Most people understand that if they want to sell their house, then in order to get the best sale price, a lot of work that needs to be done before it’s listed on the market. Maybe the house needs a new roof, a fresh coat of paint, or at the very least a good de-cluttering and staging. A business is no different. If you ever anticipate selling your business, you will have to do some work in order to make it look as attractive as possible to potential buyers.
- Clean the Financial Statements. The financial statements are the primary tool used to evaluate a business and its viability as a going concern. Most closely-held or family businesses may have financial statement items that should be “cleaned up” before they are presented to a potential buyers. For instance, a buyer doesn’t want your vacation home on the balance sheet, or the excess payroll for your family members “working” for you. Buyers want financial statements that are accurate, correct, and reflect only the business they are interested in buying.
- Develop Your Management Team. While your business may be successful, is it solely dependent on you? If something happens to you, will the business suffer? Do you hold all the know-how and the business relationships? If so, you will need to work on making the business self-sustaining with key management that not only will “mind the store,” but also grow the business. A good test is to ask yourself what would happen to the business if you left for 1 or 2 months. Would it be a disaster, or would it thrive?

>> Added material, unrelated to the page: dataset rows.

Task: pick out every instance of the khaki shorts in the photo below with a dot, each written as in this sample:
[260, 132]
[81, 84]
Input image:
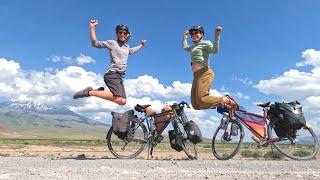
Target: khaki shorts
[114, 82]
[200, 96]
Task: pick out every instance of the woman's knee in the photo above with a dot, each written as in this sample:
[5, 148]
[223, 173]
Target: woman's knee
[120, 101]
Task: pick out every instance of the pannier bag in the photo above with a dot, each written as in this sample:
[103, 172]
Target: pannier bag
[286, 118]
[194, 132]
[121, 123]
[162, 118]
[173, 141]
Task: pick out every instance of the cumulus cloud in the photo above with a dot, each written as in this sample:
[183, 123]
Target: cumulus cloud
[83, 59]
[245, 81]
[153, 88]
[298, 85]
[311, 57]
[57, 86]
[56, 59]
[80, 60]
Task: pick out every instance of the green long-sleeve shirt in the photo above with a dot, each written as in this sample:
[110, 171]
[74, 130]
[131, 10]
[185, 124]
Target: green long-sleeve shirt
[200, 51]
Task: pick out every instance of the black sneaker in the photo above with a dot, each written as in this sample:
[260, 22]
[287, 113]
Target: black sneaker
[83, 93]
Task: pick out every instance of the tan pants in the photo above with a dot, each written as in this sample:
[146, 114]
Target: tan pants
[200, 98]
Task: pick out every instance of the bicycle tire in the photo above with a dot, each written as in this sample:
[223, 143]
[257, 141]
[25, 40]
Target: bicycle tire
[311, 156]
[130, 156]
[215, 146]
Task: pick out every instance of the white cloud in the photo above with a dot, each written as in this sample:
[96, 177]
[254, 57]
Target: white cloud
[80, 60]
[8, 69]
[297, 85]
[245, 81]
[56, 87]
[83, 59]
[149, 86]
[311, 57]
[240, 95]
[55, 59]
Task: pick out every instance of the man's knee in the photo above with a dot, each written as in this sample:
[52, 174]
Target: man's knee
[195, 106]
[120, 101]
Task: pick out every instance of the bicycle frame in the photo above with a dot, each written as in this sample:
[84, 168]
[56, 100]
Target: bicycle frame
[266, 136]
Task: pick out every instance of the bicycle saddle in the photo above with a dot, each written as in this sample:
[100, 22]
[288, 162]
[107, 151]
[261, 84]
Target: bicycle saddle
[141, 108]
[264, 104]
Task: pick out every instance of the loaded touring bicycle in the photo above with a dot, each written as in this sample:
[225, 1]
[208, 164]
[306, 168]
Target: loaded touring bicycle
[282, 126]
[129, 133]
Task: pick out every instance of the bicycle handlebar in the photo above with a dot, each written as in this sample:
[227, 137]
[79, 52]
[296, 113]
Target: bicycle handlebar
[181, 105]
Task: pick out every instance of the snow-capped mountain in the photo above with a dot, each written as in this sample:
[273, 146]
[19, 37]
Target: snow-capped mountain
[37, 108]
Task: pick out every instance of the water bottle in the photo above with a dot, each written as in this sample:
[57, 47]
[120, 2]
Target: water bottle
[234, 129]
[183, 116]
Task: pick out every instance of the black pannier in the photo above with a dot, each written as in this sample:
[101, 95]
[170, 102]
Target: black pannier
[173, 141]
[194, 132]
[287, 118]
[121, 123]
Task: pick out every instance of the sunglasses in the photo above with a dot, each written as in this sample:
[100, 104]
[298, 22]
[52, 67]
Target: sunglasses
[194, 33]
[122, 33]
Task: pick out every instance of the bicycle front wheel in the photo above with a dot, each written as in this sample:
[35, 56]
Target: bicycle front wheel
[302, 145]
[131, 145]
[226, 140]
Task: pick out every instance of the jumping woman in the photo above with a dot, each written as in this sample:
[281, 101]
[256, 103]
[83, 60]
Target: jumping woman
[119, 51]
[203, 76]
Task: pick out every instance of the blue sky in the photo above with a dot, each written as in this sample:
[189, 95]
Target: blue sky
[260, 40]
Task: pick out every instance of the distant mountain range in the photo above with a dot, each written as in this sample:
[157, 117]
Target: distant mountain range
[29, 119]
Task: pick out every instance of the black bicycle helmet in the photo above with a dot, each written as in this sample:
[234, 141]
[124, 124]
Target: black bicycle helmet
[122, 27]
[197, 28]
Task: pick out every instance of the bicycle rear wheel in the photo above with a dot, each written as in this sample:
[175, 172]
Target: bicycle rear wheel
[130, 146]
[226, 143]
[304, 146]
[182, 137]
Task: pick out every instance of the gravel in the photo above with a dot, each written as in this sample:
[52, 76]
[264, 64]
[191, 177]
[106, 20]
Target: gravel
[45, 168]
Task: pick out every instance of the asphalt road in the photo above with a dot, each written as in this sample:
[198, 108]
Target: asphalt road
[46, 168]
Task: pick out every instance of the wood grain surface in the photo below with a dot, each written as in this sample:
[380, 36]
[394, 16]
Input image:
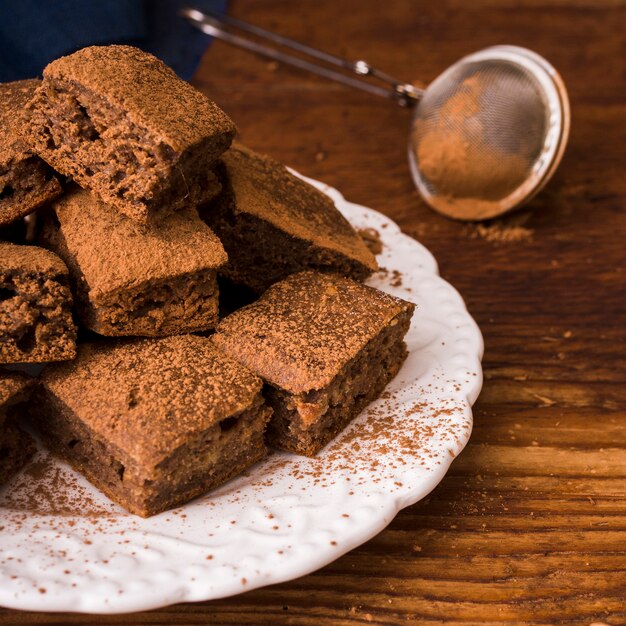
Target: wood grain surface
[529, 527]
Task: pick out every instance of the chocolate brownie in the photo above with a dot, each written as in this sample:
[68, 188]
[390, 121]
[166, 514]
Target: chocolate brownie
[26, 182]
[136, 279]
[16, 446]
[273, 224]
[153, 422]
[326, 345]
[121, 123]
[35, 306]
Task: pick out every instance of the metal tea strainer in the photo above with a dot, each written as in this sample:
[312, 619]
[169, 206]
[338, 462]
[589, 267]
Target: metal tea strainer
[485, 136]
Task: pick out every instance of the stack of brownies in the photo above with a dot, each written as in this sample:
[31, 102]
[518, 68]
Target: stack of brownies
[142, 203]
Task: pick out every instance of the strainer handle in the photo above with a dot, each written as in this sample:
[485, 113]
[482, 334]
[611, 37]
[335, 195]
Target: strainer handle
[216, 26]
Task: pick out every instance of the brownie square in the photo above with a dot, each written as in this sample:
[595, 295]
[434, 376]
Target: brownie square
[35, 306]
[26, 182]
[325, 345]
[273, 224]
[153, 422]
[121, 123]
[135, 279]
[16, 446]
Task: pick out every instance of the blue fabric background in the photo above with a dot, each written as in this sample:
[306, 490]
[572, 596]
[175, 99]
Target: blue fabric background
[35, 32]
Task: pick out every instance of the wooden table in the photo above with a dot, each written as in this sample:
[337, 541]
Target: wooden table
[529, 526]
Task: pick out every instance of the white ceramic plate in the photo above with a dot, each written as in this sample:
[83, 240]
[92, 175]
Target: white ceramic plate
[66, 547]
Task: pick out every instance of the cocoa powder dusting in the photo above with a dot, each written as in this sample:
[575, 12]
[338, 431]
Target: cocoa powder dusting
[459, 163]
[372, 239]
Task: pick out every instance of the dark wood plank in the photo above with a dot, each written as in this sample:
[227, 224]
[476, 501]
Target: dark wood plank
[529, 527]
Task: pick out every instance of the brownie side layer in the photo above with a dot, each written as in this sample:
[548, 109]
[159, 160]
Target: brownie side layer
[273, 224]
[26, 182]
[305, 423]
[207, 460]
[181, 305]
[25, 185]
[16, 449]
[35, 317]
[260, 254]
[135, 153]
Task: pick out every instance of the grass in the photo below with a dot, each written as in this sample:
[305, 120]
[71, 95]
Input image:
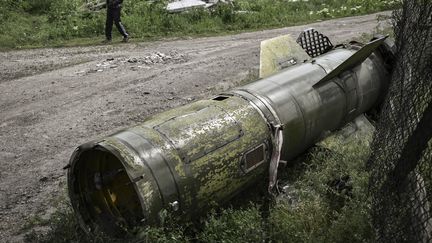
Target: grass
[41, 23]
[327, 203]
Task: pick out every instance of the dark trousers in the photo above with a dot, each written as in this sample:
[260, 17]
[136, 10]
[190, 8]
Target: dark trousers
[113, 16]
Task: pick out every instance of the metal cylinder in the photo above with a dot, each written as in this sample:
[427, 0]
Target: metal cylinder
[185, 159]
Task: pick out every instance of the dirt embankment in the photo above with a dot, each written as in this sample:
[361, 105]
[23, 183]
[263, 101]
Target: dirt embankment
[52, 100]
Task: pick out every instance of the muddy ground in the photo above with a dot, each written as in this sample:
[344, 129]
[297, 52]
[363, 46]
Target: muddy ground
[52, 100]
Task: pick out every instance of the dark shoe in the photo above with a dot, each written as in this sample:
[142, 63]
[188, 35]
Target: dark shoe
[106, 41]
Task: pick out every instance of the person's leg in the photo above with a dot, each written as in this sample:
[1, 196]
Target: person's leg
[108, 24]
[117, 21]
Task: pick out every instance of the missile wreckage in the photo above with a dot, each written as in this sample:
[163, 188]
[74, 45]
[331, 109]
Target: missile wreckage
[185, 159]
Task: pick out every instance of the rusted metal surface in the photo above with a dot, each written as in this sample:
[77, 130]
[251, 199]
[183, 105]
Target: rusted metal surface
[191, 157]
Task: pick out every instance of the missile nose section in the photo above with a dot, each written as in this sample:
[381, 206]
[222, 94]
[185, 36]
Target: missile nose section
[101, 190]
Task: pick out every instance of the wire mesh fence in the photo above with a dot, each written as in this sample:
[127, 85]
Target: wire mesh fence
[401, 161]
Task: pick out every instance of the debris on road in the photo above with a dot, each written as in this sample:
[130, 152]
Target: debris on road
[137, 62]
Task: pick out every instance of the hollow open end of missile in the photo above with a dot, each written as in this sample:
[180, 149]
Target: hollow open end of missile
[104, 194]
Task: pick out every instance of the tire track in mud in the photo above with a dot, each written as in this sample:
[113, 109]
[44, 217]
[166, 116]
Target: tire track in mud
[48, 108]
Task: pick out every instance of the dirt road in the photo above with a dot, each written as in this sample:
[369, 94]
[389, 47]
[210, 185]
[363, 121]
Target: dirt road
[52, 100]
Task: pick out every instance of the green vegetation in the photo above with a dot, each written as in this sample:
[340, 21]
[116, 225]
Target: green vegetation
[37, 23]
[326, 201]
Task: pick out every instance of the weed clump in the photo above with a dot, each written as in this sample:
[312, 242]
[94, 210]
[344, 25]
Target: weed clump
[56, 22]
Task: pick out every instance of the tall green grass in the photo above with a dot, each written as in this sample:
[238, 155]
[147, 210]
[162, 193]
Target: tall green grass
[37, 23]
[314, 209]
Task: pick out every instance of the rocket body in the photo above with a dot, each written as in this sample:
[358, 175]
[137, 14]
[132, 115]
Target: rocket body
[190, 157]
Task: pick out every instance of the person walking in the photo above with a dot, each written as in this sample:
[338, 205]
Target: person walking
[113, 17]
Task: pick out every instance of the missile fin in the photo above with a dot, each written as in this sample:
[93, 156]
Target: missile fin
[358, 57]
[279, 53]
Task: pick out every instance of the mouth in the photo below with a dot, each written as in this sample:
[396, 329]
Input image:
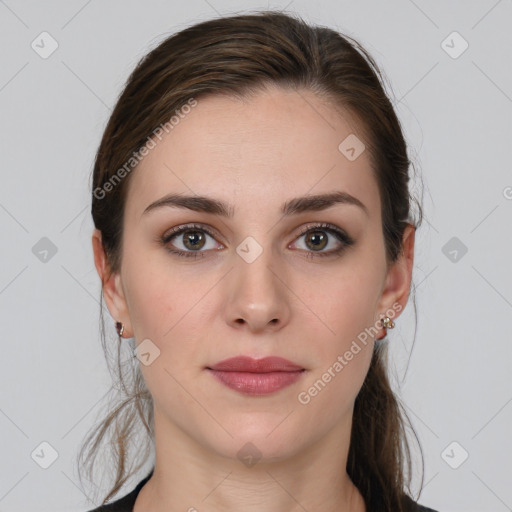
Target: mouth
[256, 376]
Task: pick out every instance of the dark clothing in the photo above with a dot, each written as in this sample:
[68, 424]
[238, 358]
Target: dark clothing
[126, 503]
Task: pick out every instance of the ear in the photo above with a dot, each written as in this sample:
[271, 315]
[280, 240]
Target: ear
[111, 285]
[395, 293]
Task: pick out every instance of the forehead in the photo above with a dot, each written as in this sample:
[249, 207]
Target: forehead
[255, 151]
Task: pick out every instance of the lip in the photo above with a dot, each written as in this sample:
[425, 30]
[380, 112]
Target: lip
[248, 364]
[256, 376]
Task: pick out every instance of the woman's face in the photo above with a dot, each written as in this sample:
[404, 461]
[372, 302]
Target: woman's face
[252, 284]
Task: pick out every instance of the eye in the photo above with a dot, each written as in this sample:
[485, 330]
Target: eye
[193, 238]
[320, 236]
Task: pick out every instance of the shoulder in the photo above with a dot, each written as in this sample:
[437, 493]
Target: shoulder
[126, 503]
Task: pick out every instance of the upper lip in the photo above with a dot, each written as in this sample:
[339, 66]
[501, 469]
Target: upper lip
[248, 364]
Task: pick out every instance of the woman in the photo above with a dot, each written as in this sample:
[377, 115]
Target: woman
[254, 242]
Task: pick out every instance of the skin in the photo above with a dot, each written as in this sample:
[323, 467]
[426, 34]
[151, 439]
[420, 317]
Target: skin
[255, 154]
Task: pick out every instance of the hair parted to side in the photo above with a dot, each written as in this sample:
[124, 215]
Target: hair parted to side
[239, 55]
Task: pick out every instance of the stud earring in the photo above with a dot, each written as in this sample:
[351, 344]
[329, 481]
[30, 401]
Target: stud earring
[120, 328]
[388, 323]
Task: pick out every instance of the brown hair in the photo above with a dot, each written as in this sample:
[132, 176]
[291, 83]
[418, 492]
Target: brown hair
[238, 55]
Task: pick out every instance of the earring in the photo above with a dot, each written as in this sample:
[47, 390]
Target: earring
[120, 328]
[388, 323]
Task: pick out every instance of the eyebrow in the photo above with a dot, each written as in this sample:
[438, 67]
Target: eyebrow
[291, 207]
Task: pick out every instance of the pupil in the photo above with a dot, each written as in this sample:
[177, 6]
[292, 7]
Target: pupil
[320, 239]
[193, 239]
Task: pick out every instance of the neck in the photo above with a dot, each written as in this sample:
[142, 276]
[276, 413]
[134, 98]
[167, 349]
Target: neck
[189, 477]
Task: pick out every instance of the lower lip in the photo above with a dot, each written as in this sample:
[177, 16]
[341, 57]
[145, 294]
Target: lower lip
[257, 383]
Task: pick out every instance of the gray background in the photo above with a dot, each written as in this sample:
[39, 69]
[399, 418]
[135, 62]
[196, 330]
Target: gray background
[456, 113]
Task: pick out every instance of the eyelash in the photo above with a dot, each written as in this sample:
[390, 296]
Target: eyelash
[340, 235]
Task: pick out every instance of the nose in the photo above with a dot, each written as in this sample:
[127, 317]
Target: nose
[257, 296]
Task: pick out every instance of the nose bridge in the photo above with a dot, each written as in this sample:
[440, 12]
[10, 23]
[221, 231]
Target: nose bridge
[258, 294]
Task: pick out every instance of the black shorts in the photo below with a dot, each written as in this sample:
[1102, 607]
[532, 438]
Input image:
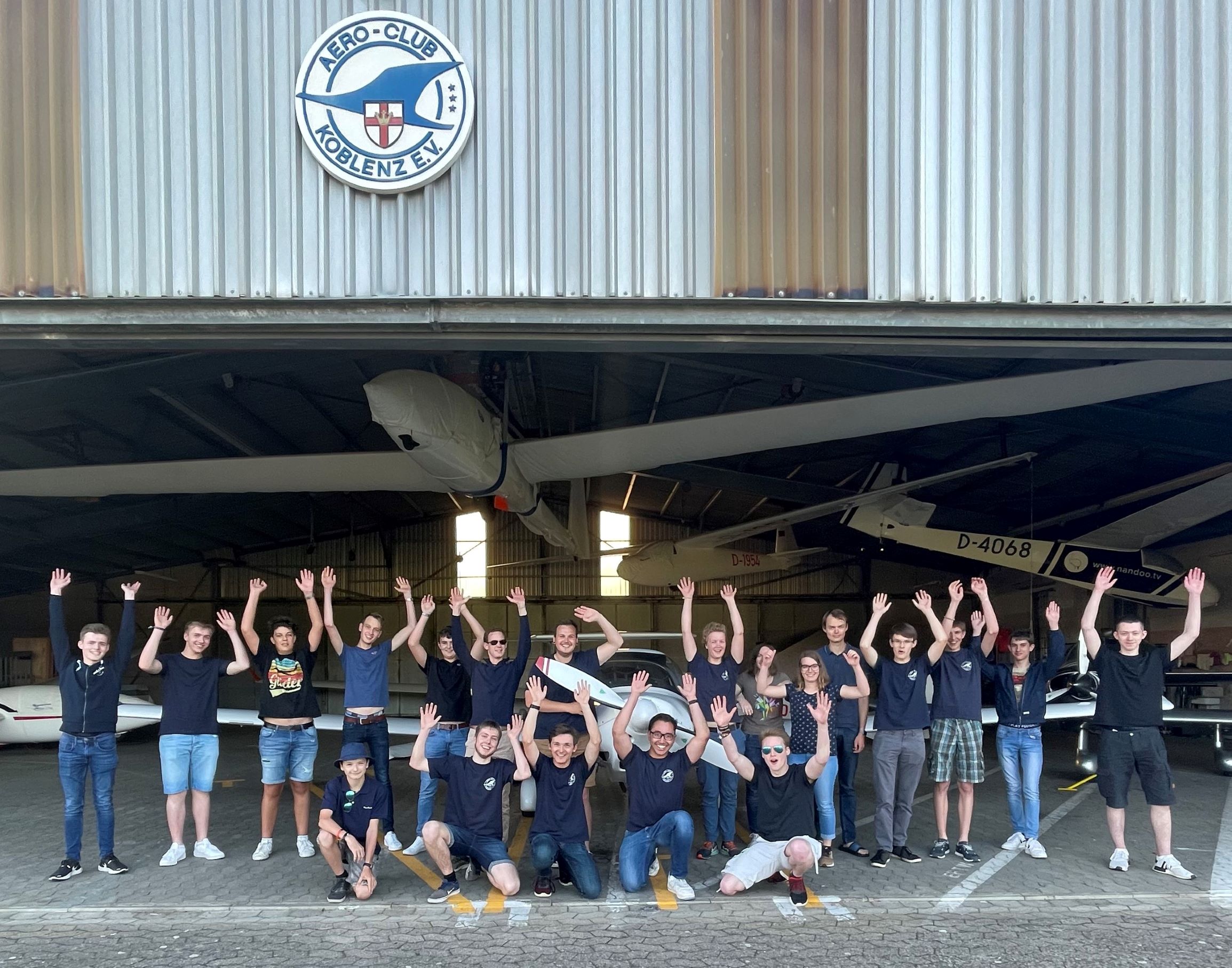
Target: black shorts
[1125, 751]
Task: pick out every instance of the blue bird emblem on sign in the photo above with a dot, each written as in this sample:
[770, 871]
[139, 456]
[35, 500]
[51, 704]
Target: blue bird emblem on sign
[385, 101]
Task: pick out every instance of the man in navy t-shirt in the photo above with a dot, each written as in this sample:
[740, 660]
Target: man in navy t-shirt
[656, 781]
[350, 824]
[472, 805]
[188, 742]
[901, 719]
[715, 673]
[560, 831]
[366, 669]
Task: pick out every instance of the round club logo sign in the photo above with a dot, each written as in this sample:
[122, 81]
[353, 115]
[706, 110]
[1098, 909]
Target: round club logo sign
[385, 101]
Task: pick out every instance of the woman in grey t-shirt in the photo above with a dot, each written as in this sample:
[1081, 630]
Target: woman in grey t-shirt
[767, 715]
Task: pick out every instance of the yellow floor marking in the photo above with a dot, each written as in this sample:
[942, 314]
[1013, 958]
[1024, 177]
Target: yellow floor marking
[496, 903]
[420, 870]
[664, 898]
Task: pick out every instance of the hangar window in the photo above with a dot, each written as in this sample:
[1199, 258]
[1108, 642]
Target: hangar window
[614, 532]
[471, 537]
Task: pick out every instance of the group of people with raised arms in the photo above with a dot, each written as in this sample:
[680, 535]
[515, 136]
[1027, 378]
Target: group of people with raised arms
[472, 739]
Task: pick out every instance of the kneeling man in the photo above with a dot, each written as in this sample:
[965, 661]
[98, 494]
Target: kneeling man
[786, 815]
[472, 803]
[350, 824]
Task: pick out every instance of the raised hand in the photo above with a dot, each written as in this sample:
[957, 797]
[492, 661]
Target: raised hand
[535, 691]
[1053, 614]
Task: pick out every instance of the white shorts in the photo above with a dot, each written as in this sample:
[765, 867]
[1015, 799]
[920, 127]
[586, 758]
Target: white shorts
[764, 859]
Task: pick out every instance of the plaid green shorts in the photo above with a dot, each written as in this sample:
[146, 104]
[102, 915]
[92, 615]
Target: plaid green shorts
[958, 750]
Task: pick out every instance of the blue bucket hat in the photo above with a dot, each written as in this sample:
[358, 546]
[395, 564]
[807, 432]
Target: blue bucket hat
[353, 751]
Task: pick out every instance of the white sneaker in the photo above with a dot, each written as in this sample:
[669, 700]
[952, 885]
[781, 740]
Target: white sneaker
[208, 851]
[1034, 849]
[1171, 866]
[417, 846]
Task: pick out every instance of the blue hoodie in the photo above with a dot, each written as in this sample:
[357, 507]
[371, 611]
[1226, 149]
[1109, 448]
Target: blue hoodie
[89, 694]
[1035, 686]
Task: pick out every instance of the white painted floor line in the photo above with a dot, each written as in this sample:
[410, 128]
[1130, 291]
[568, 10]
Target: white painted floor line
[1221, 869]
[959, 894]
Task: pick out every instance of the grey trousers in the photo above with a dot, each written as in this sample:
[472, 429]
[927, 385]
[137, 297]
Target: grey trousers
[897, 764]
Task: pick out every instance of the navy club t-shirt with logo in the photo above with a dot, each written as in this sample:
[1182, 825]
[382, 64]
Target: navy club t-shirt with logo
[714, 680]
[956, 685]
[370, 801]
[475, 792]
[656, 787]
[584, 662]
[559, 808]
[901, 702]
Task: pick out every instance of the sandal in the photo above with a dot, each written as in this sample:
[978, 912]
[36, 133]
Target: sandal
[853, 847]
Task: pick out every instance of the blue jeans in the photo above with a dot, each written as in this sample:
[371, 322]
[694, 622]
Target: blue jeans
[848, 760]
[585, 876]
[674, 831]
[1022, 758]
[823, 792]
[440, 743]
[77, 756]
[719, 790]
[377, 737]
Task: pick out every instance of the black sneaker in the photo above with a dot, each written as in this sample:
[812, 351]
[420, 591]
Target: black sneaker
[966, 851]
[113, 865]
[447, 891]
[68, 869]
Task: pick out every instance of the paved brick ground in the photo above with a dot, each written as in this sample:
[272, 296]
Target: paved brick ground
[1066, 910]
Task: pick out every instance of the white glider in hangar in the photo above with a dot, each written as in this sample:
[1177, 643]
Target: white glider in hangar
[449, 443]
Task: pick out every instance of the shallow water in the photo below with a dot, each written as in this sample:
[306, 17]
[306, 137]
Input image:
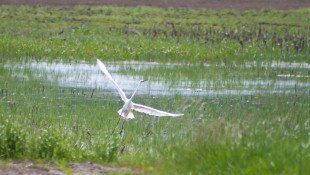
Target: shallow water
[82, 75]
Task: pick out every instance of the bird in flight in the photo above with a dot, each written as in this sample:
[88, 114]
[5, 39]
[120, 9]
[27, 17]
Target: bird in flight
[126, 111]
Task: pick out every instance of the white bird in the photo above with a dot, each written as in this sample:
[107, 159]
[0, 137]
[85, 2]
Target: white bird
[126, 111]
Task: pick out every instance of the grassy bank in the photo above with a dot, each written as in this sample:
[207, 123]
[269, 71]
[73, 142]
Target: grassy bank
[256, 133]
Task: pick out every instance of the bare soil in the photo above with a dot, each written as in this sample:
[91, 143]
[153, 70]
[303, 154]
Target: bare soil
[27, 167]
[239, 4]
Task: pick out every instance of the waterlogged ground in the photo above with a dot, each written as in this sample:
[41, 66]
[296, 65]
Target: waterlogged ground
[241, 78]
[163, 78]
[235, 114]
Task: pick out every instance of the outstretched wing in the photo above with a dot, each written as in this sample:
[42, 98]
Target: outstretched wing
[106, 72]
[152, 111]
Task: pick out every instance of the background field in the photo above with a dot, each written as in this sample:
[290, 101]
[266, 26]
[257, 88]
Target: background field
[247, 70]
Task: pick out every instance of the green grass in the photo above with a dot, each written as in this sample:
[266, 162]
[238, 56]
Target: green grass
[153, 34]
[230, 134]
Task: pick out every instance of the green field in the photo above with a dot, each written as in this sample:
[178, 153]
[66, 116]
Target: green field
[251, 69]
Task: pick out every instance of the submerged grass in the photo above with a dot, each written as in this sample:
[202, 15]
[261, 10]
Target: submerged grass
[236, 134]
[153, 34]
[230, 134]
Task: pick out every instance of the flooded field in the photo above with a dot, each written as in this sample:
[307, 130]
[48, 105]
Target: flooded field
[240, 77]
[128, 75]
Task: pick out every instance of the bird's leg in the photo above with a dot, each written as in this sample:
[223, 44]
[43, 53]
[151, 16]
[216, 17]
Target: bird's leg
[121, 133]
[119, 119]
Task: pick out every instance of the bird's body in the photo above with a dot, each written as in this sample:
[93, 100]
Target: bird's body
[126, 111]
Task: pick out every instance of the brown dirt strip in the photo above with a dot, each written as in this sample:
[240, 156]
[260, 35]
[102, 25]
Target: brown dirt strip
[238, 4]
[26, 167]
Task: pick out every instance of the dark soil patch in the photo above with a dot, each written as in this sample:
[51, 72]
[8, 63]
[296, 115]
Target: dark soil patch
[27, 167]
[239, 4]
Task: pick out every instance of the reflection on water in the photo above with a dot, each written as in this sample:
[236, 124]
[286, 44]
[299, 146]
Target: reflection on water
[89, 76]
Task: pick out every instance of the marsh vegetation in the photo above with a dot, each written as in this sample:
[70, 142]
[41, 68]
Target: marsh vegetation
[240, 77]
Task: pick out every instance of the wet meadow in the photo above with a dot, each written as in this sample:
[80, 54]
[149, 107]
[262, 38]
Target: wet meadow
[241, 78]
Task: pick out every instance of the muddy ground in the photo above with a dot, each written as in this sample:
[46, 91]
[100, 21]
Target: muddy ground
[32, 168]
[240, 4]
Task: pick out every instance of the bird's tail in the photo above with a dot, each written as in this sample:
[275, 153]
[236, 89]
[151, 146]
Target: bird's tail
[126, 114]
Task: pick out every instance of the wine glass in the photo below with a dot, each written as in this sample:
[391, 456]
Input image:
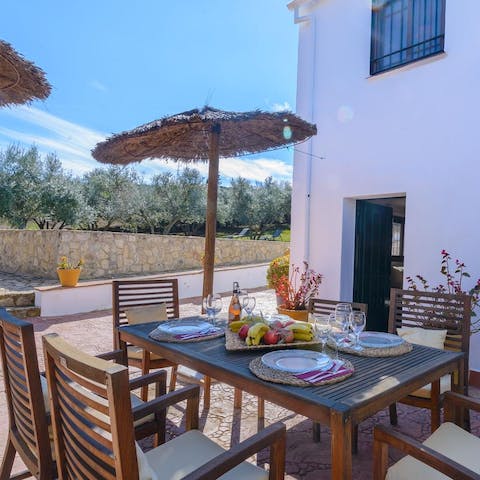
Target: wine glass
[213, 306]
[357, 324]
[322, 328]
[248, 304]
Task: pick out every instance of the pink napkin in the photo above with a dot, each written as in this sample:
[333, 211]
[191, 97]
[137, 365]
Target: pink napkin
[337, 369]
[203, 333]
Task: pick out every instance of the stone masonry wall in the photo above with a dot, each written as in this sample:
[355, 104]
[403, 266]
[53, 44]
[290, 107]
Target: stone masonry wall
[108, 254]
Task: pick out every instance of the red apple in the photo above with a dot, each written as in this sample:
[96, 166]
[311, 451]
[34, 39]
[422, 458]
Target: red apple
[271, 337]
[243, 332]
[287, 335]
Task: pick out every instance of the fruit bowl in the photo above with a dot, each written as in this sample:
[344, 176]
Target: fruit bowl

- Document Processes. Your business has becomes a success due, in part, by the processes and systems you have put in place to make the business as lean and efficient as possible. If you are the only one who knows these processes, they will do no good when the business in sold and you are no longer involved. A buyer will pay a premium for a business that is turnkey
- Re-evaluate Expenses. When buyers assess the value of a business, the general starting place is EBITDA. EBITDA stands for Earnings Before Interest, Taxes, Depreciation, and Amortization, and is a decent measure of the strength of any given business. For instance, businesses being sold in your industry might be selling for 5x EBITDA, or maybe it’s just 1.5x EBITDA. These multiples vary by industry, however, in general the higher the EBITDA, the better the business will look to a potential buyer. Therefore, it is critical to consistently evaluate operating expenses with an eye towards continuously increasing EBITDA.
With a little bit of strategic planning and foresight, you can position your business to achieve the highest possible purchase price.